L'histoire complexe d'une de ces traditions est celle du mouvement
Boni (orchestre), lié à l'origine aux festivals agonistiques
de Lamu (Kenya) et influencé par les orchestres militaires
allemands. Le Beni s'est répandu à travers la Tanzanie, pour
s'étendre ensuite à l'Afrique australe et centrale (91),
où sa musique était encore très en vogue dans la Copper Belt
en 1951 (92). Dans le Witwatersrand, un
de ses équivalents fonctionnels était le spectacle des danses
des régiments zulu, mais sur une musique nouvelle (93).
Les concours de danse et de chant étaient aussi très répandus
dans les centres du littoral de l'Afrique de l'Ouest.
Vers 1940 apparaît un important
style musical d'une nature différente : la rumba zaïroise.

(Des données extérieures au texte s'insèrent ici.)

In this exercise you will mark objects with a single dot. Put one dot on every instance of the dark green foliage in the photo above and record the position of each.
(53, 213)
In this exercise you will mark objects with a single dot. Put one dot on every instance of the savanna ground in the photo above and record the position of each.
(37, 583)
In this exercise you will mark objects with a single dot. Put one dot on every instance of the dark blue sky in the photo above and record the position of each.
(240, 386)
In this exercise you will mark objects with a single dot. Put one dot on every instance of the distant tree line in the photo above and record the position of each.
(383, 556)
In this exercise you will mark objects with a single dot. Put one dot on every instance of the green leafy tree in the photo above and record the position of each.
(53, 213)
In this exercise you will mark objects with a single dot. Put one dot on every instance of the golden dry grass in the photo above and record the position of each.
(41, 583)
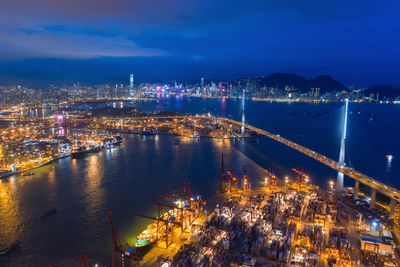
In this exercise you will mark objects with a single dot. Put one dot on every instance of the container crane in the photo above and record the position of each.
(121, 249)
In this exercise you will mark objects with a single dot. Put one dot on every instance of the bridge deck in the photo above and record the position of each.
(362, 178)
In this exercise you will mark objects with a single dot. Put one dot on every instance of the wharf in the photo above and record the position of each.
(277, 226)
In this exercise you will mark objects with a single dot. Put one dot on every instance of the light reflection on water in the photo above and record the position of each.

Elle vient après le highlife, lentement développé au
Ghana dans les années antérieures à partir d'une sorte de
défilé de musiciens et de danseurs se déplaçant sans hâte
d'une extrémité à l'autre d'une rue et qui avait atteint sa
forme définitive en 1930. Son instrumentation était dominée
par les cuivres et il avait deux variantes, l'une à rythme
rapide, l'autre à rythme lent, le " blues ". Le
highlife finit par être associé au dancing et à un
style de danse occidental. De ce fait, ajouté à l'utilisation
d'instruments européens, il tend vers des modes harmoniques
occidentaux, même si ses rythmes et ses mélodies sont de facture
ghanéenne (94). Accra était, avant 1940,
l'épicentre d'une tradition musicale incarnée par de grands
orchestres comme l'Excelsior ou l'Opéra rythmique d'Accra
qui se produisaient sur toute la côte ouest. Le highlife
a connu son apogée dans les années 50, puis est peu à
peu passé de mode dans les années 60 tant au Nigéria qu'en
Sierra Leone, où un genre de musique plus latino-américain,
inspiré aussi par la musique zaïroise, a pris le relais. Le
highlife avait absorbé beaucoup d'éléments du jazz,
en particulier dans les orchestres ordinaires d'instruments
à vent et de cuivres. Il avait aussi des aspects afro-calypso
et reggae, s'appuyant sur la guitare et d'inspiration caraïbe
(95).
La guitare, apparue en Afrique
de l'Ouest vers 1935, a d'abord été utilisée au Nigéria avec
des tambours, auxquels se sont ajoutés ensuite accordéon et
carillons, pour accompagner les styles de musique appelés
d'abord juju, puis miliki. La musique zaïroise
les a fortement influencés jusque vers 1968 et la naissance
de 1'afrobeat, synthèse du highlife et de la musique
soul afro-américaine. Ce style a produit encore une
variante, le syncro (1976). L'afrobeat est spécialement associé
au nom du chanteur vedette Amikulapo Kuti Fela, qui se voit
comme le porte-parole de la classe ouvrière. Dans les années
70, il a fondé une communauté qui a été dissoute en 1977.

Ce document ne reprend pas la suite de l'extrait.